Be prepared to sit through some market dips, but know that they will recover. If you focus on the long-term perspective and use capital that is not dependent on it, then market dips and declines should not be harmful factors.

This is crucial: never invest more in cryptocurrencies than you can afford to lose entirely. Yes, as fun and profitable as cryptocurrencies can be, there is a real risk of losing everything you have invested.

If the only money you have invested is money that would be nice to see go down to zero, it eliminates a lot of the panic during dips and crashes. Panic comes from over-leveraging money you need for rent, food, or other critical expenses. This causes weak hands.

Set firm rules – and stick to them no matter what!

Set some simple rules in advance to govern your buying and selling decisions, and then follow them like a robot no matter how crazy the market gets. Make decisions about things like:

* What percentage of profit will you make from the profits? (eg selling 25% of my bitcoin if it doubles)

* What percentage drop would you automatically sell to avoid bigger losses? (e.g. sell if my ETH price drops 40% from my entry point)

*How much of your investment portfolio will you invest in any one asset?

Use trusted and reputable trading platforms.

Speaking of executing buy and sell rules smoothly, you want to use trusted and tested cryptocurrency and trading platforms – especially during peak periods of volatility and volume.

* Sites like Binance, Coinbase, Immediate Next Gen, Gemini, and Kraken are veterans of cryptocurrency trading.

Their platforms are designed and built to handle crazy traffic spikes during market turmoil without any glitches.

* So, do yourself a favor and stick to major exchanges and platforms like Binance and pay a little extra if necessary – it’s totally worth it to prevent the panic of not being able to trade or view prices when you need them most. Not having a reliable platform during downtime will only exacerbate panic selling impulses.

Keep calm and hope for the best.

Sometimes the best cure for panic is simply to take deep breaths and meditate – both mentally and on your trading charts/portfolio overview. During dips and crashes, your mind can easily get caught up in a vicious cycle of short-term rumination that amplifies feelings of fear.

When you hit refresh every 30 seconds, watch price fluctuations second by second, and focus excessively on your temporary unrealized losses, you are feeding the emotional frenzy that leads to panic selling. At some point, you go from watching the market to obsessing over it in an unhealthy way.

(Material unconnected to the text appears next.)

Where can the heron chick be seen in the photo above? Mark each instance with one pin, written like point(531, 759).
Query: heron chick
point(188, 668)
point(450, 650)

This is the time to take a complete break – close your trading window, turn off your phone, and step away for a while to clear your mind. Getting some fresh air, calling a friend, or taking a shower can completely reset your mind in just 15 to 20 minutes.

Don't go through this alone - talk to others.

Finally, you don’t have to panic all by yourself. Having a cryptocurrency friend, a great online community, or even just one voice of reason you can turn to can go a long way in helping you stay calm when prices go crazy.